Estimates for the year-over-year price change ranged from increases of 6 percent to 8.9 percent, according to forecasts from the 30 economists surveyed. The Case-Shiller index is based on a three-month average, which means the January figure was influenced by transactions in December and November.
Stock-index futures held gains after the report, with the contract on the Standard & Poor’s 500 Index expiring in June rising 0.2 percent to 1,549.6 at 9:09 a.m. in New York.
Figures from the Commerce Department showed orders for durable goods climbed more than forecast in February, propelled by automobiles and a rebound in demand for commercial aircraft. The 5.7 percent gain was the biggest since September and followed a 3.8 percent drop in the prior month.
Home prices adjusted for seasonal variations rose 1 percent in January from the prior month after a 0.9 percent gain in December. Phoenix and San Francisco showed the biggest adjusted monthly increases, with prices climbing 1.9 percent in both metropolitan areas. Atlanta posted a 1.8 percent gain, while values advanced 1.7 percent in both Las Vegas and Tampa, Florida.
Unadjusted prices advanced 0.1 percent in January from the previous month as nine of 20 cities showed an increase.
The year-over-year gauge provides better indications of trends in prices, according to the S&P/Case-Shiller group. The panel includes Karl Case and Robert Shiller, the economists who created the index.
All 20 cities in the index showed a year-over-year increase, led by a 23.2 percent surge in Phoenix. The change in home prices in New York, up 0.6 percent, turned positive after declining during the previous 28 months.
“Economic data continue to support the housing recovery,” David Blitzer, chairman of the S&P index committee, said in a statement. “Steady employment and low borrowing rates pushed inventories down to their lowest post-recession levels.”

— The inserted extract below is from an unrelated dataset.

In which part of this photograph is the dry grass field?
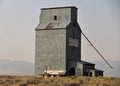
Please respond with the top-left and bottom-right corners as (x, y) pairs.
(0, 75), (120, 86)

There were 1.77 million previously-owned properties on the market in January, the fewest since 1999, according to data from the National Association of Realtors. The supply of homes for sale rose to 1.94 million in February, more than a million units less than the average in the five years leading to the 2007-2009 recession.
Price data from the NAR showed the median value of a previously-owned home climbed to $173,600 in February, up 11.6 percent from the same month in 2012 and the biggest gain since November 2005. Lawrence Yun, NAR’s chief economist, estimated home price increases will boost household wealth by as much as $1.7 trillion in 2013.
Other indicators also show home values are on the rise. Real estate prices advanced 6.5 percent in the year through January, the Federal Housing Finance Agency said on March 21.
Increased demand may further propel prices higher, encouraging others to join the market to take advantage of cheap mortgage rates. The average rate on a 30-year fixed loan dropped to 3.54 percent last week, compared with 4.08 percent a year ago, according Freddie Mac. The 30-year rate reached a record- low 3.31 percent in November.
“We feel really good this spring,” Doug Yearley, chief executive officer of homebuilder Toll Brothers Inc. (TOL), said during a March 20 interview on Bloomberg Radio. “Demand is back. We’ve had so many people on the sidelines for five years. They’re all coming back out, taking advantage of these great interest rates. It’s the early stages of recovery but it feels pretty solid.”
“One of the most powerful tools we have is bringing down mortgage rates and stimulating home buying, construction, and related industries,” Federal Reserve Chairman Ben S. Bernanke said during a March 21 press conference. Financial institutions may have “gone too far” in setting requirements to obtain financing amid concerns about new regulations, he said. Banks “may have tightened the mortgage credit box more than would be desirable in a long-run, healthy economy.”